Women have always been a part of comics production. Women also read comics: look no further than the University’s Master’s and PhD programs in Comics and Graphic Novels which have always had more women than men in each class. And yet, the face for the comics fandom continues to be characters like The Simpsons’ Comic Book Guy. The work of Laydeez do Comics is necessary for creating a more accurate, all-encompassing face for comics creation, consumption and studies. It allows all of us, regardless of gender or comics expertise, to find our history. Comics, and its history, are yours, and so too is Laydeez Do Comics Dundee.

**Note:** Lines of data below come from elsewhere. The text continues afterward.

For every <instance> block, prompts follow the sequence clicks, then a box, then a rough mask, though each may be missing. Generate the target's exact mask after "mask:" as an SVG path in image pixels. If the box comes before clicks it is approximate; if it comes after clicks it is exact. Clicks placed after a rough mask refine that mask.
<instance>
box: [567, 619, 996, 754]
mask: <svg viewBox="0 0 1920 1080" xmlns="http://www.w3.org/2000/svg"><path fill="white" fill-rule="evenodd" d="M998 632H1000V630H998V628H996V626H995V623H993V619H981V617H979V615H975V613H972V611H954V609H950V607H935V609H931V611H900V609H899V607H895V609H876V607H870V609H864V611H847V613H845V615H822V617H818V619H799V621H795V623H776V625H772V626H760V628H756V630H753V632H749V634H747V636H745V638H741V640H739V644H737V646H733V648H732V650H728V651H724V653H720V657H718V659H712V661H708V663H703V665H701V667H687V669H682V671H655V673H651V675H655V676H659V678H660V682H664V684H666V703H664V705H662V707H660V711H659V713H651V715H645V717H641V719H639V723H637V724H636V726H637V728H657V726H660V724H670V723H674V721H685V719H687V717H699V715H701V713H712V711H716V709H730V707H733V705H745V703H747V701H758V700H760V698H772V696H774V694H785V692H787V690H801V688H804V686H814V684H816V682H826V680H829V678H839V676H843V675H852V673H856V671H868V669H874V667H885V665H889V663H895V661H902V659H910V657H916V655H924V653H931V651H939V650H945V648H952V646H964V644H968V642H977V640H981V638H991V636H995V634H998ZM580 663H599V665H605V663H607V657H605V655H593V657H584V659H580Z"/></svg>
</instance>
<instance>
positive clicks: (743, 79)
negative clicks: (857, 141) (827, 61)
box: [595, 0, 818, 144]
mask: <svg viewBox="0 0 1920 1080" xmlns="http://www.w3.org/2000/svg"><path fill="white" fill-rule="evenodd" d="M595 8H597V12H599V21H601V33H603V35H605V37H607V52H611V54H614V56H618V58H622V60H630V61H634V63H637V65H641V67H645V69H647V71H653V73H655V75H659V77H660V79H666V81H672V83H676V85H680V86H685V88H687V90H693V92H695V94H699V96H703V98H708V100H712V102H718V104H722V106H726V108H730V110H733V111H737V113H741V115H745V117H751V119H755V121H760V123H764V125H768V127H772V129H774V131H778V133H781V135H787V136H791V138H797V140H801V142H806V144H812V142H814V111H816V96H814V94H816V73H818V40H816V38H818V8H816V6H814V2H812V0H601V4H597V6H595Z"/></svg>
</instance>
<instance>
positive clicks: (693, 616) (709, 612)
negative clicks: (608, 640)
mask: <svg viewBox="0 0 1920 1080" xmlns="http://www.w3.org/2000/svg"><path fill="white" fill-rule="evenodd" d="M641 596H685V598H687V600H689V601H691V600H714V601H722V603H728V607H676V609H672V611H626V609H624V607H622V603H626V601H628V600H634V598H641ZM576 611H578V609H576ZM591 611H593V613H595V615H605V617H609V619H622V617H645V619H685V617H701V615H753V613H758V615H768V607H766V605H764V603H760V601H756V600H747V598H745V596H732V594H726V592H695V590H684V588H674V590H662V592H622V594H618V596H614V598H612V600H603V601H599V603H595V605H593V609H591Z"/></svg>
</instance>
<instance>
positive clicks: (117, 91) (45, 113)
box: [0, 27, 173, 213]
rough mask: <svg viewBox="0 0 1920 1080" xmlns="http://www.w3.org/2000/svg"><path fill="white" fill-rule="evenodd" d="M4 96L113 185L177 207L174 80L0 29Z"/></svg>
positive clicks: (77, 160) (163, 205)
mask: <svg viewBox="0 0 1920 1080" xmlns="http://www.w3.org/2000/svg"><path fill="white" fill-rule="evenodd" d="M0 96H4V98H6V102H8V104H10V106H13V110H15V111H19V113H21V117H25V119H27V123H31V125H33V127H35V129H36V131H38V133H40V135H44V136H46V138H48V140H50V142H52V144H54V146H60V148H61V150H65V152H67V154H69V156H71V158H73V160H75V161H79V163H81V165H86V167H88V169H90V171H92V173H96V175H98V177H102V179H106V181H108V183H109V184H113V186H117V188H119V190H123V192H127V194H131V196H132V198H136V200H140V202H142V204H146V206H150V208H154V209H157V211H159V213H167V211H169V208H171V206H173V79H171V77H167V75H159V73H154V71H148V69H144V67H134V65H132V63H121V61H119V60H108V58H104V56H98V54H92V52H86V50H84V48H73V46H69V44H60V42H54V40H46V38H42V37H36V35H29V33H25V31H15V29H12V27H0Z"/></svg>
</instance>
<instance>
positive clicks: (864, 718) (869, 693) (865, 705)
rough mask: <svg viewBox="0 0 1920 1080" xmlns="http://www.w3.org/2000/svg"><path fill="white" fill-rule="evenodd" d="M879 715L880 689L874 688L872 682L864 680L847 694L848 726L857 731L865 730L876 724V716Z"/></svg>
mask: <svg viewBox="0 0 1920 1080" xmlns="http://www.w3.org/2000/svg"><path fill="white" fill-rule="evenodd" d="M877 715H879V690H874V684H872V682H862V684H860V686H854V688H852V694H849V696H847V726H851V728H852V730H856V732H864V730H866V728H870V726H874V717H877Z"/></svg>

Laydeez Do Comics Dundee’s First Meeting

The first meeting will be on Friday 31 May. There is a lot to celebrate: Dundee’s first meeting and the organization’s tenth year – but also women reclaiming comics history. Given the importance of this first meeting, it is more than fitting that the theme of the first meeting will be ‘Comics and Memory’. After all, what is history but public memory? We definitely have a memorable day planned for the public at the Dundee Comics Creative Space for the 31st of May. The memorability will consist of:

  • Comics-making workshop with Rebecca Horner (16:00-17:00): Artist, colourist and Dundee Comics Creative Space Workshop Coordinator Rebecca Horner will lead attendees in making their own comics around the theme of memory. No drawing ability required!
  • A Talk around Representation and Memory in Graphic Novels (18:00-20:00): After a one-hour break, Dr. Nabizadeh will give a 20-minute talk based around her recently released academic book, Representation and Memory in Graphic Novels.
  • Panel and Audience Discussion featuring Ink Pot Studio artists (18:00-20:00): After Golnar’s talk, Ink Pot artist Ashling Larkin will moderate a discussion on different types of memory in comics. The panelists will be Ink Pot artist Catriona Laird who draws biographical comics, PhD student Megan Sinclair whose research focuses on graphic medicine and trauma in comics, and Hailey Austin and her work with comics archiving. After a moderated discussion, they will accept questions from the audience.
  • A Light Reception (18:00-20:00): What is a celebration without wine and cake? This time will allow guests to discuss comics and memory, and to purchase zines and merchandise from local artists.

On behalf of Laydeez Do Comics Dundee, we hope to see you on the 31st and/or at our future events (July’s meeting will centre on the women behind DC Thomson’s Commando comics!) We would love to have you there to celebrate comics, memory, our comics history, and of course, capital-L Laydeez!